Page:Guerne - Les Siècles morts, I, 1890.djvu/53

Cette page n’a pas encore été corrigée
33
LA LAMENTATION D’IŠTAR

Le Fils de mon amour buvait les Eaux fécondes.
Douzi ! Douzi ! le Sort a desséché les ondes,
Et l’hiver meurtrier ouvrit devant tes pas
La porte du Pays d’où l’on ne revient pas.
Allât, ma sœur jalouse, a tiré la barrière
De l’enceinte immuable où s’éteint la lumière.
Le gouffre t’engloutit et la nuit t’aveugla
Au seuil de la Maison qu’habitait Irqalla,
Où, tels que des oiseaux vêtus d’immondes plumes,
Tous les morts, abreuvés de fétides écumes,
Mâchent la boue infecte et les fangeux limons ;
Où le sable enflammé corrode les poumons ;
Où sans trêve, pareil à l’ouragan funeste,
Un vent empoisonné souffle en semant la Peste.

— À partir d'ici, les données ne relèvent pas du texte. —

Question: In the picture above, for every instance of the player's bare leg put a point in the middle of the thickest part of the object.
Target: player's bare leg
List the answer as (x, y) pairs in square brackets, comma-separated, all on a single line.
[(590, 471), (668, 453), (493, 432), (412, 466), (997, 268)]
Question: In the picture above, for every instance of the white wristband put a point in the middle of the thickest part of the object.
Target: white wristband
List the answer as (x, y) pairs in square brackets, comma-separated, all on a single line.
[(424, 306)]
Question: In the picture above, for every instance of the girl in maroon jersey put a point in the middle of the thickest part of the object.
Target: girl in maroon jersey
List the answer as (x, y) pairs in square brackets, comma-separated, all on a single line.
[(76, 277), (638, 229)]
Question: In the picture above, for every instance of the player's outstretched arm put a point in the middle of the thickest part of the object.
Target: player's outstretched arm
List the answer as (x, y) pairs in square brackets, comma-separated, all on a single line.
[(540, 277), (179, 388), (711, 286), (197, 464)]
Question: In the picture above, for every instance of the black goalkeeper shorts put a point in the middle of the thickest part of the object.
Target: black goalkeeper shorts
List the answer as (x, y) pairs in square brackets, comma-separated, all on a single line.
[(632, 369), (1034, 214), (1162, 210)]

Comme une louve errante au fond des bois déserts
Cherche le loup blessé, court et remplit les airs
Et les halliers sanglants d’un hurlement sauvage,
Telle j’épouvantais du cri de mon veuvage
L’horizon de la terre et l’horizon des cieux.
Tel, plus ardent encore, en mon cœur anxieux,
Brûlait le vain bûcher de mon amour terrible.

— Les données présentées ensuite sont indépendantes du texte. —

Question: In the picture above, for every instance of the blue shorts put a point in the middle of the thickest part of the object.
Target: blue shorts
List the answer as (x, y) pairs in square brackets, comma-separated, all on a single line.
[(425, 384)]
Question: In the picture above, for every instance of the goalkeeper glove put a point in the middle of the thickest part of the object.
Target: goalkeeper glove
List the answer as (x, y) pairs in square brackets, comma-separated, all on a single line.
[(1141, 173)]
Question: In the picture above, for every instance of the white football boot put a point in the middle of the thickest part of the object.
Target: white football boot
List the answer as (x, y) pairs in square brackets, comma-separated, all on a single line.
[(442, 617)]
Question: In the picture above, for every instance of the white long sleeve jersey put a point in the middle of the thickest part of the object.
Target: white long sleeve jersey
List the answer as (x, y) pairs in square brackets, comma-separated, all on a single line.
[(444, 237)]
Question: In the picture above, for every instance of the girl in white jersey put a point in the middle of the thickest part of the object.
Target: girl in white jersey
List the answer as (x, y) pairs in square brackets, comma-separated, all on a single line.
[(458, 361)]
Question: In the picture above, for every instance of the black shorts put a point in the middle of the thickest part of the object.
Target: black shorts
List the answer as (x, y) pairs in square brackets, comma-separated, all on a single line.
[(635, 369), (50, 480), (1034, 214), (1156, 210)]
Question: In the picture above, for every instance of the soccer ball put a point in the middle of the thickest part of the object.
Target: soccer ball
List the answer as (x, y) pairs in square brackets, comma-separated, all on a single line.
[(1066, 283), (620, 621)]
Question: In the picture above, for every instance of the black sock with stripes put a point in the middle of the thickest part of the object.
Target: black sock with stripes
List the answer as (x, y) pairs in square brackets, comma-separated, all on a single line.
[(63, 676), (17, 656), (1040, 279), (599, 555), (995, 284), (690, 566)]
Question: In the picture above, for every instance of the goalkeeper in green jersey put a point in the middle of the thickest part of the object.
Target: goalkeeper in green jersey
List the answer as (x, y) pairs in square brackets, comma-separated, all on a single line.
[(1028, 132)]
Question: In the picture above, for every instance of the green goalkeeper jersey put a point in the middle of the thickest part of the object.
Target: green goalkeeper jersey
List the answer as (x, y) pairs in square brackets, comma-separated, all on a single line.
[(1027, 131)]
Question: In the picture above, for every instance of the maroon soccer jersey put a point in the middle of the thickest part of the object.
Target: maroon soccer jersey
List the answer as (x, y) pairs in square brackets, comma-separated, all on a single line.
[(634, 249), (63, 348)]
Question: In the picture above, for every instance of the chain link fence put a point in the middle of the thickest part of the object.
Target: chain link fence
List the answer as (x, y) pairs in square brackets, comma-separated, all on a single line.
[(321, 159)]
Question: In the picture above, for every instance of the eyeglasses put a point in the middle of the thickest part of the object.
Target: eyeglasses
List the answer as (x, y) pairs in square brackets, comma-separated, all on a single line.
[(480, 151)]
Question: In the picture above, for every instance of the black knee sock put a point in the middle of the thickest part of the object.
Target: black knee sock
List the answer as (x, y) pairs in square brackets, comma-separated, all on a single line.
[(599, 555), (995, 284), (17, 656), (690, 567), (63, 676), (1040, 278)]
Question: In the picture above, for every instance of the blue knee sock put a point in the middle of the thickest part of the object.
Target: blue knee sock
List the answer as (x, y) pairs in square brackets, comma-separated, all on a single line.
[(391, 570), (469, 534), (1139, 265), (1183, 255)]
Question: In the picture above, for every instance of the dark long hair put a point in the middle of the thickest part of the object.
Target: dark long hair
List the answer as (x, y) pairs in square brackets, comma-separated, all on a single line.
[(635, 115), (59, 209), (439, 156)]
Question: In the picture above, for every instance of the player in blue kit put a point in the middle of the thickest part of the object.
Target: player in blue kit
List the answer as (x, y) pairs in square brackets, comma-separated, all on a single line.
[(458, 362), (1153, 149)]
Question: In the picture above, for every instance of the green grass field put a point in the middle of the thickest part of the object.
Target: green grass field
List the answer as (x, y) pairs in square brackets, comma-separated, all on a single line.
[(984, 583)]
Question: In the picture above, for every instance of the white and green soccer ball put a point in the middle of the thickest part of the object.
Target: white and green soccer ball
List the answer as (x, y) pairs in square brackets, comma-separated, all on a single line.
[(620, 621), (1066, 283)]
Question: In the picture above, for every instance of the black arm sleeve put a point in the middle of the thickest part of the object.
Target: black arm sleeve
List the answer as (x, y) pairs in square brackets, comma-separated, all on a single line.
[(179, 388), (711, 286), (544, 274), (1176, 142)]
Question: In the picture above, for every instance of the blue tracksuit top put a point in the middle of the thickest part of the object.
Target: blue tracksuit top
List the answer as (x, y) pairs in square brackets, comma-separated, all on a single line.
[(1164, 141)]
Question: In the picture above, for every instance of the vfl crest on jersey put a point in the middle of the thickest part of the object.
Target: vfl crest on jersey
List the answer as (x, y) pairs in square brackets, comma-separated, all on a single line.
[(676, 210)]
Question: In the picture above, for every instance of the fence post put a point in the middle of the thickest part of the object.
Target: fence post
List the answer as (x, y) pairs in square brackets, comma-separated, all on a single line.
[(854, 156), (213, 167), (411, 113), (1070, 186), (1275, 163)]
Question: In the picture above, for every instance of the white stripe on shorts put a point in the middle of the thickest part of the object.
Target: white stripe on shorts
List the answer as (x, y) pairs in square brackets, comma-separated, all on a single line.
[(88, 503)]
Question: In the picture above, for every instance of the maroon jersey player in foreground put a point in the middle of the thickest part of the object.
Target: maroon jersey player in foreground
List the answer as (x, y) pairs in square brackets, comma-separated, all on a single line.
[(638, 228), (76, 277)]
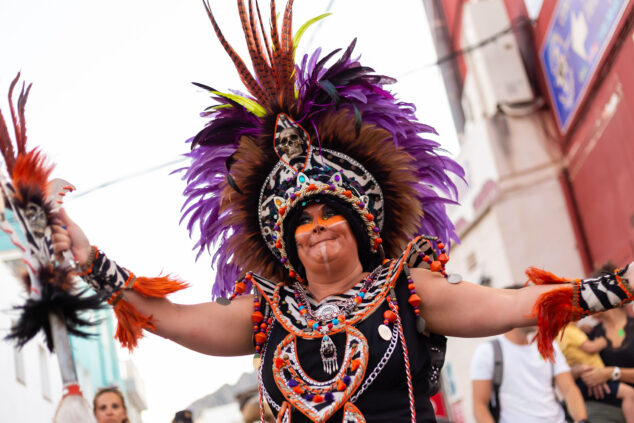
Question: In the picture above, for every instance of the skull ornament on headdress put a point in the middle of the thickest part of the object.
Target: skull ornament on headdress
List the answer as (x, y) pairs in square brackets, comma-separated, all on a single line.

Telle la volupté farouche, inextinguible,
Malgré le deuil nouveau, mordait mes flancs sacrés.
Et j’aspirais au loin dans les vents altérés,
Comme un acre parfum, l’exhalaison des mâles ;
Et j’écoutais hennir et répondre aux cavales
Les étalons cabrés qui, s’avançant par bonds,
Battaient l’espace heureux de leurs pieds vagabonds.